I am unsure how these series will fare amongst American TV-fans. More often than not each of the three episodes feels as an individual feature. If not for Fabio's reappearance these episodes could have successfully been advertised as independent films and chances are they would have gathered plenty of good reviews. Of course, the main selling point here is Delon who hardly ever commits to a serious project anymore. Fans of his work would certainly want to give this set a chance.
How Does the DVD Look?
Presented in an aspect ratio of 1.78:1 Fabio Montale has not been enhanced for widescreen TVs. Even though the back cover of this disc states precisely the opposite. The actual print appears to have been sourced from a PAL-print, most likely the available double French DVD set, as there is enough evidence here suggesting improper conversion. "Ghosting" is prevalent and for the most part quite distracting, the color-scheme is anything but convincing, and contrast is only at the "acceptable" mark. Edge-enhancement is also an issue, especially on Solea, and I suspect that those of you with more sensitive home set-ups will be annoyed by its presence. As far as I am concerned what Koch Vision have done here is simply copied the French disc improperly thus granting their release plenty of the issues we attach to such conversions.
How Does the DVD Sound?
The discs arrive with a French DD track and optional English subtitles. Dialog is easy to follow and music appears well-balanced with the rest of the audio information. I did not detect any disturbing drop-outs or hissings. The English translation is quite well done and without notable omissions from the French dialog.

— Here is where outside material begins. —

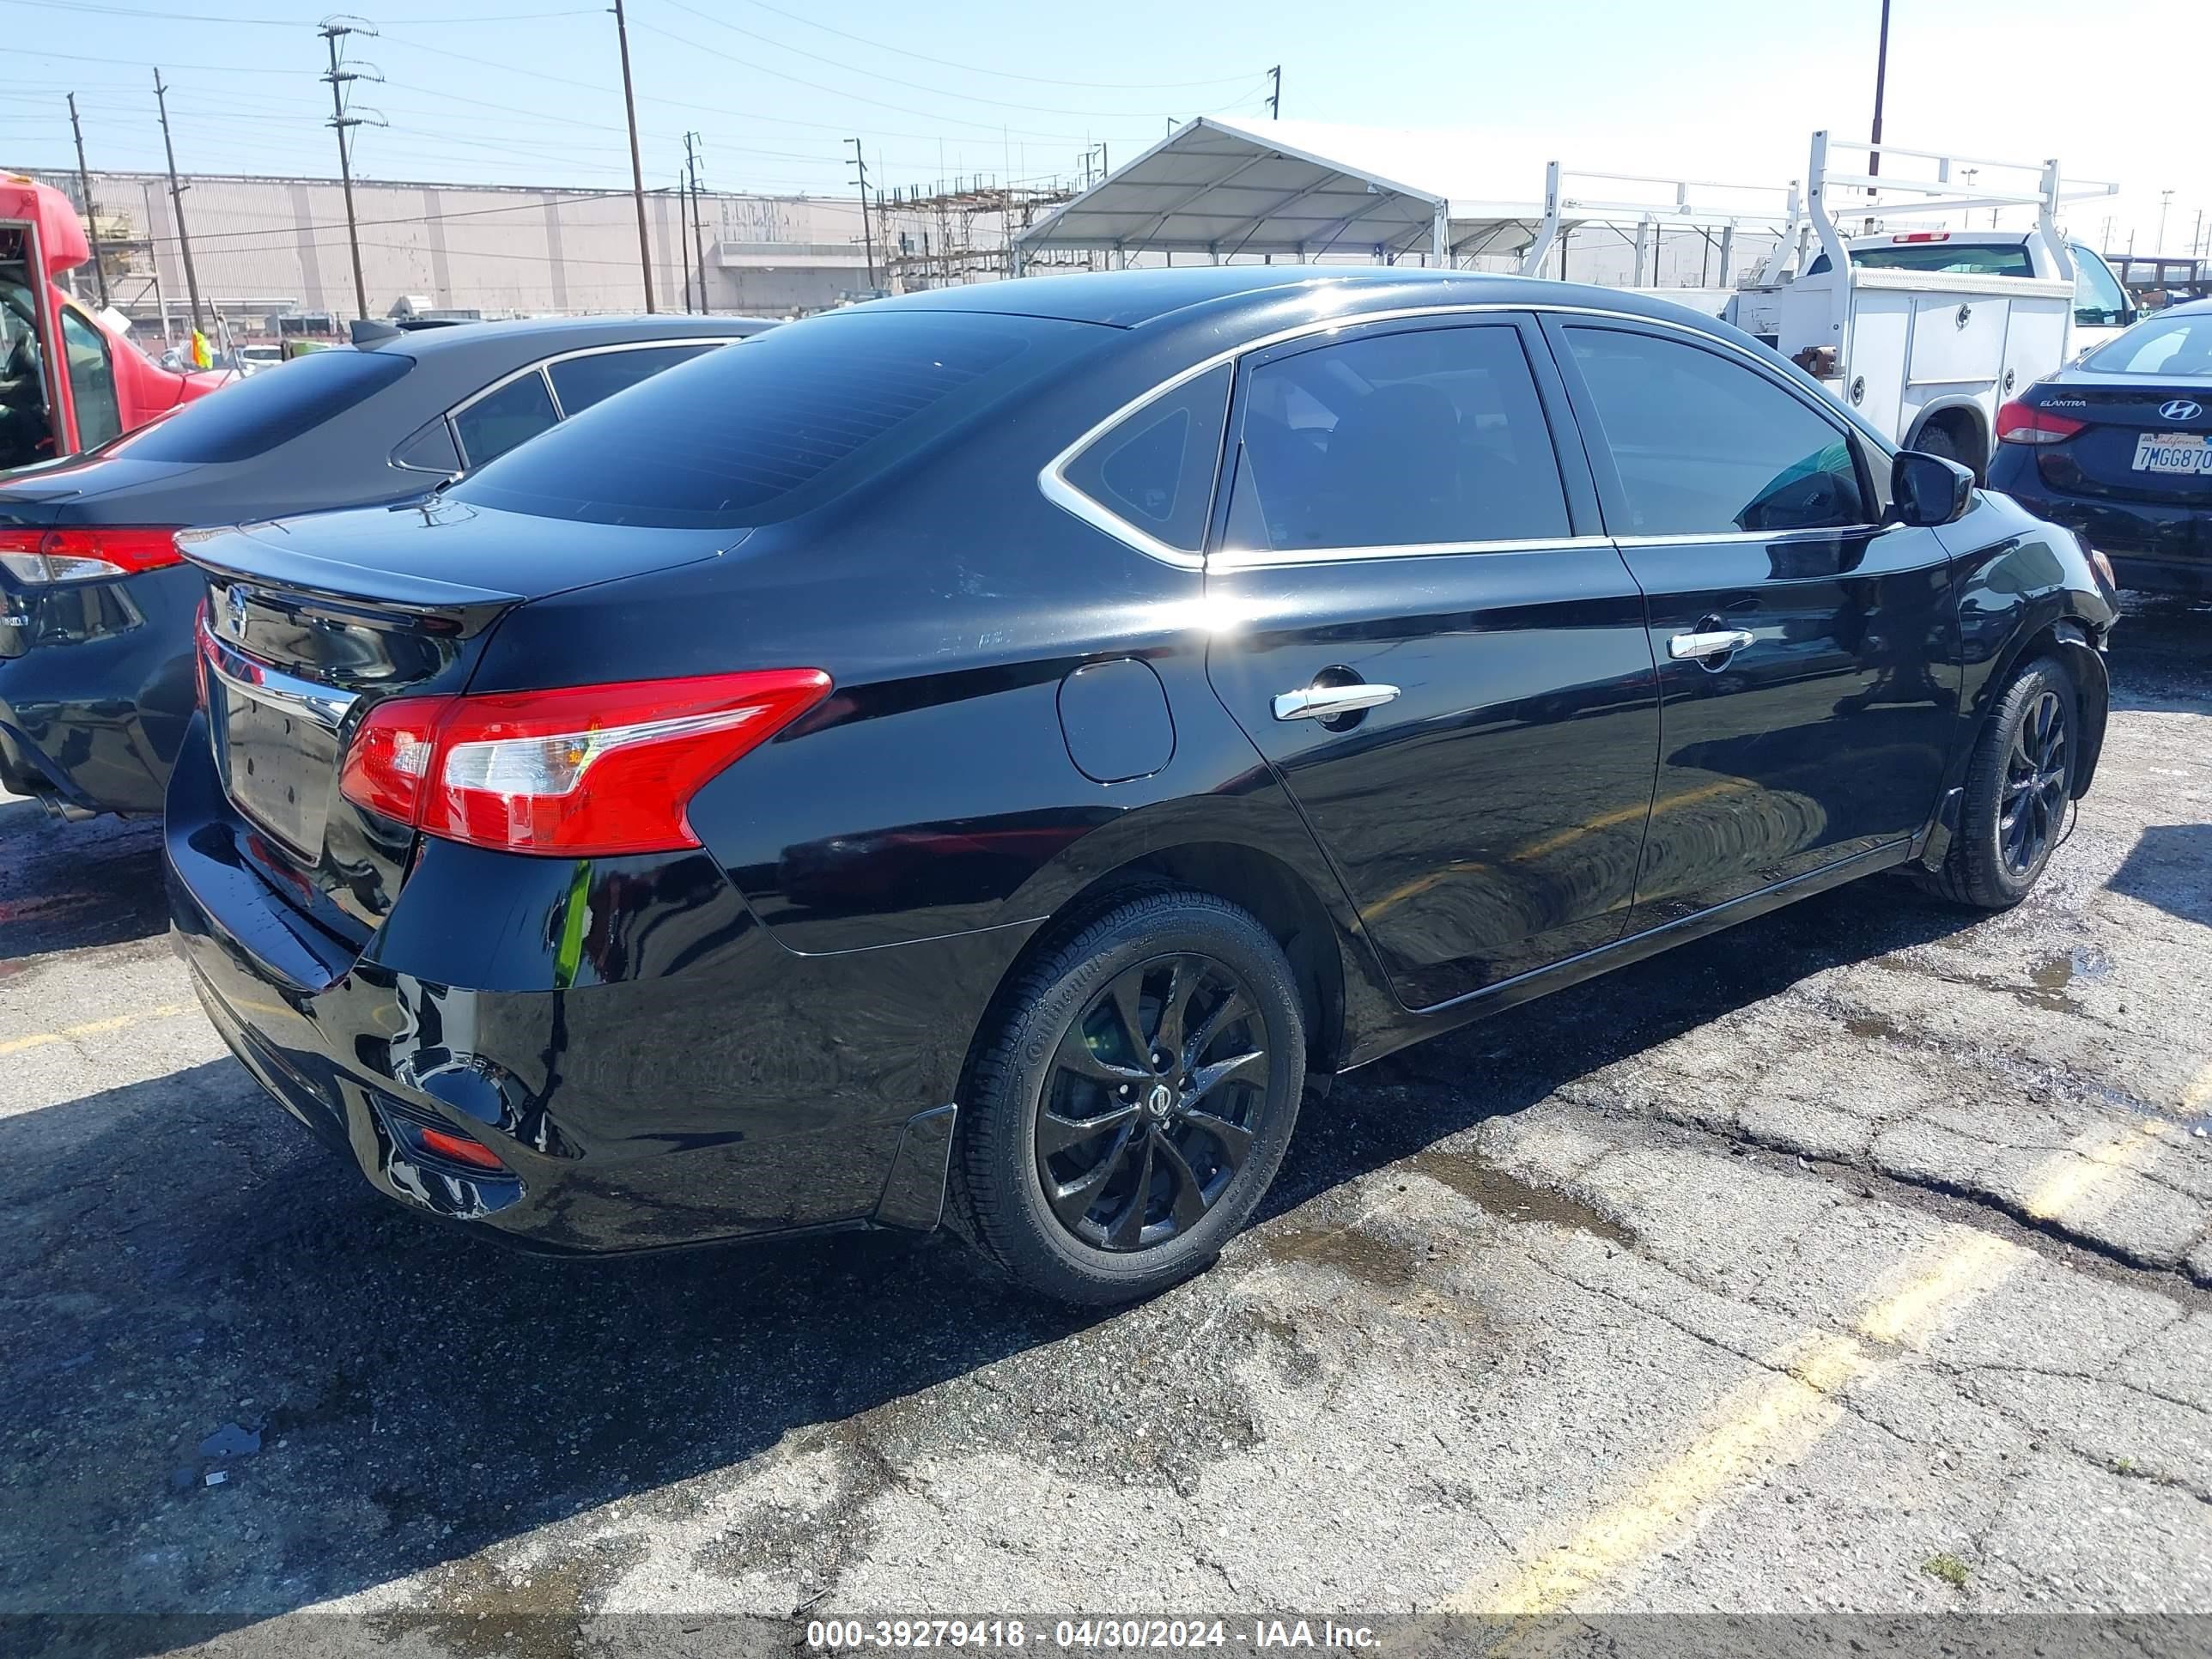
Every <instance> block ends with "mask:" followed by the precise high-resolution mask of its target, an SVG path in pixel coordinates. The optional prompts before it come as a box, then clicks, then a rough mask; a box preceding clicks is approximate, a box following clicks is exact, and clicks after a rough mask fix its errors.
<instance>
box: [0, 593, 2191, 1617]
mask: <svg viewBox="0 0 2212 1659" xmlns="http://www.w3.org/2000/svg"><path fill="white" fill-rule="evenodd" d="M2130 611H2132V613H2130V615H2128V619H2126V622H2124V626H2121V633H2119V641H2117V646H2115V655H2112V668H2115V686H2117V690H2115V697H2117V706H2115V717H2112V728H2110V739H2108V748H2106V757H2104V768H2101V772H2099V779H2097V787H2095V790H2093V794H2090V796H2088V801H2084V803H2081V810H2079V816H2077V823H2075V830H2073V834H2070V838H2068V841H2066V845H2064V847H2062V849H2059V852H2057V856H2055V863H2053V867H2051V874H2048V876H2046V880H2044V883H2042V887H2039V889H2037V891H2035V896H2033V898H2031V900H2028V902H2026V905H2022V907H2020V909H2017V911H2011V914H2006V916H1997V918H1975V916H1969V914H1960V911H1953V909H1944V907H1942V905H1938V902H1933V900H1929V898H1922V896H1920V894H1918V891H1916V889H1911V887H1907V885H1905V883H1900V880H1896V878H1878V880H1871V883H1858V885H1854V887H1845V889H1840V891H1834V894H1827V896H1820V898H1816V900H1809V902H1803V905H1798V907H1792V909H1787V911H1781V914H1774V916H1767V918H1763V920H1756V922H1750V925H1745V927H1739V929H1734V931H1728V933H1719V936H1714V938H1708V940H1701V942H1697V945H1692V947H1686V949H1679V951H1674V953H1670V956H1666V958H1659V960H1652V962H1646V964H1639V967H1635V969H1628V971H1621V973H1615V975H1610V978H1606V980H1599V982H1595V984H1586V987H1579V989H1575V991H1566V993H1562V995H1555V998H1548V1000H1544V1002H1535V1004H1528V1006H1524V1009H1517V1011H1511V1013H1506V1015H1500V1018H1495V1020H1491V1022H1486V1024H1480V1026H1473V1029H1467V1031H1462V1033H1458V1035H1451V1037H1444V1040H1438V1042H1433V1044H1429V1046H1422V1048H1416V1051H1409V1053H1405V1055H1400V1057H1396V1060H1389V1062H1383V1064H1378V1066H1374V1068H1369V1071H1365V1073H1358V1075H1354V1077H1347V1079H1343V1084H1340V1086H1338V1088H1336V1093H1334V1095H1332V1097H1329V1099H1325V1102H1321V1104H1318V1106H1312V1108H1310V1110H1307V1117H1305V1119H1303V1121H1301V1128H1298V1139H1296V1144H1294V1146H1292V1152H1290V1161H1287V1166H1285V1170H1283V1177H1281V1186H1279V1192H1276V1197H1274V1199H1272V1203H1270V1206H1267V1212H1265V1219H1263V1221H1261V1223H1259V1225H1254V1228H1252V1230H1250V1232H1245V1234H1243V1237H1239V1239H1237V1241H1234V1243H1232V1245H1230V1250H1228V1252H1225V1256H1223V1259H1221V1263H1219V1265H1217V1267H1214V1270H1212V1272H1208V1274H1203V1276H1201V1279H1197V1281H1194V1283H1190V1285H1186V1287H1181V1290H1177V1292H1172V1294H1168V1296H1161V1298H1159V1301H1155V1303H1150V1305H1144V1307H1135V1310H1124V1312H1117V1314H1110V1316H1095V1314H1091V1316H1077V1314H1068V1312H1062V1310H1055V1307H1046V1305H1040V1303H1035V1301H1031V1298H1026V1296H1022V1294H1018V1292H1013V1290H1009V1287H1004V1285H1002V1283H998V1281H995V1279H993V1276H991V1274H989V1272H984V1270H982V1265H980V1263H978V1261H975V1259H973V1256H971V1254H969V1252H967V1250H964V1248H962V1245H958V1243H956V1241H951V1239H931V1241H927V1243H922V1245H900V1243H896V1241H889V1239H874V1237H852V1239H830V1241H807V1243H787V1245H757V1248H741V1250H710V1252H692V1254H684V1256H666V1259H653V1261H617V1263H599V1265H540V1263H533V1261H526V1259H518V1256H513V1254H507V1252H502V1250H498V1248H491V1245H487V1243H484V1241H478V1239H469V1237H456V1234H451V1232H442V1230H434V1228H427V1225H422V1223H418V1221H416V1219H411V1217H409V1214H403V1212H398V1210H396V1208H394V1206H389V1203H385V1201H383V1199H376V1197H374V1194H372V1192H369V1190H367V1188H363V1186H361V1183H358V1181H356V1179H352V1177H349V1172H347V1168H345V1166H341V1164H338V1159H336V1157H334V1155H332V1152H327V1150H325V1148H323V1146H319V1144H314V1141H312V1139H310V1137H307V1135H305V1133H303V1130H299V1128H296V1126H294V1124H292V1121H290V1119H288V1117H283V1115H281V1113H279V1110H276V1108H274V1106H270V1104H268V1102H263V1099H261V1097H259V1093H257V1088H254V1084H252V1082H250V1079H248V1077H246V1073H243V1071H241V1068H239V1066H237V1064H234V1062H232V1060H230V1057H228V1055H226V1053H223V1048H221V1044H219V1042H217V1037H215V1033H212V1031H210V1029H208V1024H206V1020H204V1018H201V1013H199V1009H197V1006H195V1002H192V995H190V991H188V987H186V978H184V971H181V967H179V964H177V960H175V958H173V953H170V945H168V940H166V931H164V929H166V918H164V909H161V896H159V874H157V852H155V832H153V827H148V825H124V823H115V821H104V823H91V825H53V823H46V821H44V818H42V816H40V814H38V807H35V805H31V803H13V801H9V803H0V1214H7V1219H9V1223H7V1228H4V1230H0V1398H4V1400H7V1407H4V1411H0V1491H4V1504H0V1615H62V1613H102V1615H201V1619H204V1624H192V1626H161V1624H142V1626H128V1630H126V1632H124V1635H119V1637H113V1632H111V1637H113V1639H108V1650H115V1648H117V1646H119V1648H124V1650H135V1652H150V1650H164V1648H175V1646H179V1644H184V1641H197V1639H215V1641H217V1644H219V1646H223V1644H230V1646H246V1648H250V1646H257V1644H259V1646H263V1648H265V1650H270V1652H294V1650H303V1648H307V1650H312V1648H314V1646H316V1644H330V1641H341V1637H343V1641H345V1644H369V1646H394V1648H398V1650H420V1652H465V1655H478V1652H507V1650H515V1648H522V1650H533V1652H535V1650H546V1652H582V1650H622V1648H624V1646H626V1644H630V1646H637V1644H641V1641H646V1637H648V1635H650V1639H653V1641H661V1644H666V1641H668V1639H672V1635H681V1632H701V1630H712V1628H717V1626H712V1619H717V1617H719V1615H745V1617H752V1619H759V1624H757V1626H728V1628H743V1630H750V1632H752V1635H757V1637H759V1639H761V1641H770V1644H776V1650H779V1652H794V1650H805V1626H807V1621H818V1619H834V1617H845V1615H852V1617H860V1619H867V1621H874V1619H878V1617H909V1615H940V1617H942V1615H958V1617H975V1619H987V1617H993V1615H1029V1617H1033V1619H1035V1617H1046V1615H1048V1617H1053V1619H1057V1617H1066V1615H1086V1613H1088V1615H1108V1613H1159V1615H1199V1613H1203V1617H1208V1619H1212V1617H1221V1615H1230V1619H1232V1632H1234V1630H1248V1628H1252V1615H1256V1613H1261V1610H1276V1613H1283V1615H1285V1617H1292V1615H1301V1617H1307V1619H1312V1621H1321V1619H1323V1617H1329V1615H1345V1617H1354V1615H1356V1617H1358V1619H1398V1621H1400V1626H1402V1628H1407V1630H1411V1628H1413V1626H1405V1621H1407V1619H1409V1617H1413V1615H1422V1617H1429V1619H1433V1617H1440V1615H1451V1613H1464V1615H1555V1613H1575V1615H1593V1617H1599V1619H1601V1617H1639V1615H1714V1613H1741V1615H1785V1613H1787V1615H1814V1617H1829V1619H1843V1617H1847V1615H1867V1617H1874V1615H1885V1617H1889V1615H1905V1617H1911V1615H1933V1613H1951V1615H2033V1617H2053V1615H2124V1613H2126V1615H2212V1139H2208V1128H2212V1013H2208V984H2212V761H2208V754H2212V606H2208V604H2194V606H2192V604H2183V602H2157V599H2132V602H2130ZM653 1615H657V1617H653ZM626 1619H628V1621H630V1624H626ZM18 1628H22V1626H18ZM38 1628H40V1630H42V1637H44V1639H46V1641H53V1644H55V1646H69V1644H71V1641H80V1646H82V1644H88V1641H91V1637H88V1635H86V1632H84V1630H75V1628H73V1626H38ZM1425 1628H1433V1626H1425ZM1650 1628H1663V1626H1650ZM2095 1628H2099V1630H2104V1628H2108V1626H2095ZM1316 1630H1318V1624H1316ZM2174 1630H2183V1632H2194V1635H2199V1637H2201V1635H2203V1632H2205V1630H2212V1626H2174ZM2188 1639H2190V1637H2188V1635H2183V1641H2188ZM1033 1646H1037V1644H1035V1641H1033ZM1354 1646H1358V1644H1354ZM2062 1646H2064V1644H2062ZM2075 1646H2077V1648H2086V1646H2088V1641H2086V1637H2084V1639H2081V1641H2079V1644H2075ZM2179 1650H2188V1648H2185V1646H2183V1648H2179ZM2199 1650H2201V1648H2199Z"/></svg>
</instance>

There are no supplemental materials to be found here.
I enjoyed the three episodes in this double set quite a bit. They are a much more mature effort than what I suspected they might turn out to be. Alain Delon is as impressive as ever and fans of his work should definitely give these series a chance. The presentation by Koch Vision is lacking a bit but I suppose this is the best they could do given the limited market audience this set is likely to attract.